What will you create to sell or give to the people you serve to help with their problem?

That is your product.

The Big Mistake People Make

The big mistake people make in all this is that they start with a product first and then try to figure out how to get as many people as possible to buy it. They don’t take into account that nobody wants it or that it doesn’t appeal to anyone. Notice how Product comes last in the formula. That’s because without People and Problem, you really have no product.

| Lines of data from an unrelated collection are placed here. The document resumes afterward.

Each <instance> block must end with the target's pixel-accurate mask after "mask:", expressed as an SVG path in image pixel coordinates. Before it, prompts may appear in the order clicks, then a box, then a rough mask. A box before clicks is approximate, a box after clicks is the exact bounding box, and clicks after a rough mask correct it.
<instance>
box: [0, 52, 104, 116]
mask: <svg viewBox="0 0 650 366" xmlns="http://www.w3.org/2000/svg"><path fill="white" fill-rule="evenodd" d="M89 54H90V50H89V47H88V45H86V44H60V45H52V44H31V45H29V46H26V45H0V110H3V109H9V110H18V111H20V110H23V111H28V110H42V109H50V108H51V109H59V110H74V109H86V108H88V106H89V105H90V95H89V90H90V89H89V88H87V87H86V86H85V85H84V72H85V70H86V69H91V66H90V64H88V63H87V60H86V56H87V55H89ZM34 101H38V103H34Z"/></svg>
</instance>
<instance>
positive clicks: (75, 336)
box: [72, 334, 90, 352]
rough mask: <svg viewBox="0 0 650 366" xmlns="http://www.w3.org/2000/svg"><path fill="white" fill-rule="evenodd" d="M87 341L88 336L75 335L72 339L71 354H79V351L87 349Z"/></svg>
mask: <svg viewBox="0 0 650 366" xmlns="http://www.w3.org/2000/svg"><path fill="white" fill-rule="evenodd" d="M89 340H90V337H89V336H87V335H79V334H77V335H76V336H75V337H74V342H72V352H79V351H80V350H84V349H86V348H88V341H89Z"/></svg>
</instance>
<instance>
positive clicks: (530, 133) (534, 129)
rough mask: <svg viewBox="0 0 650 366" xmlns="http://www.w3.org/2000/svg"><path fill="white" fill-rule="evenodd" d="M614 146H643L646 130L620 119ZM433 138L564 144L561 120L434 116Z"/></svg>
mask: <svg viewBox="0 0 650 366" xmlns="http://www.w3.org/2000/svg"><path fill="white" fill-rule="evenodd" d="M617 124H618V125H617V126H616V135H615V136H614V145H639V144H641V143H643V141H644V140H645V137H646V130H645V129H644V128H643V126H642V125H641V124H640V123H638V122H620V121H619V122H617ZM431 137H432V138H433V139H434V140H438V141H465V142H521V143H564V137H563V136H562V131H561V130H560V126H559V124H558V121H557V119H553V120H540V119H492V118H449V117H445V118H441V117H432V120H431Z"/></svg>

Putting it all Together in Headway

Ah, you knew there had to be a connection to Headway in there somewhere, didn’t you? Of course! Here are some blog and content tips you can use to implement the 3-P formula in your blog:

  • Address the 3 P’s right on your home page. In fact, hit them right between the eyes with it. Create a separate home page and use Content blocks and Media blocks to really let the right people know they’ve found their new best friend online. Use custom code blocks create contact forms, sign-up forms, or place buy button code.
  • Organize your blog categories around the way your people think of the Problem(s). Instead of using normal category archive pages, create separate pages in WordPress and then use Content blocks to filter by category. See how WorkLife Nation (a consulting client of mine) does this to create much nicer-looking high-SEO-value pages.
  • Go beyond the norm and incorporate highly-relevant links into your navigation bar. Use WordPress’s menu system (Headway 2.x link, Headway 3 link) along with Headway’s Navigation blocks to create amazing high-value links in your main navigation your ideal customer will want to click on.

Over to You

Any ways you can think of to make the 3 P’s happen on your site? Share them in the comments! Have any questions? Ask away in the comments!

Spread the word!

6 Responses

  1. Hi Michael

    “The big mistake people make in all this is that they start with a product first and then try to figure out how to get as many people as possible to buy it.”

    Guilty as charged.

    Love the simplicity of the message.

  2. Wow, that is a very good study of the success formula, it used to be 4 P’s and is still 4 P’s for the offline marketing i.e, product, price, promotion and place.
    But, I have learnt a new success formula today from you for getting successful online. I have noted it down very well with me.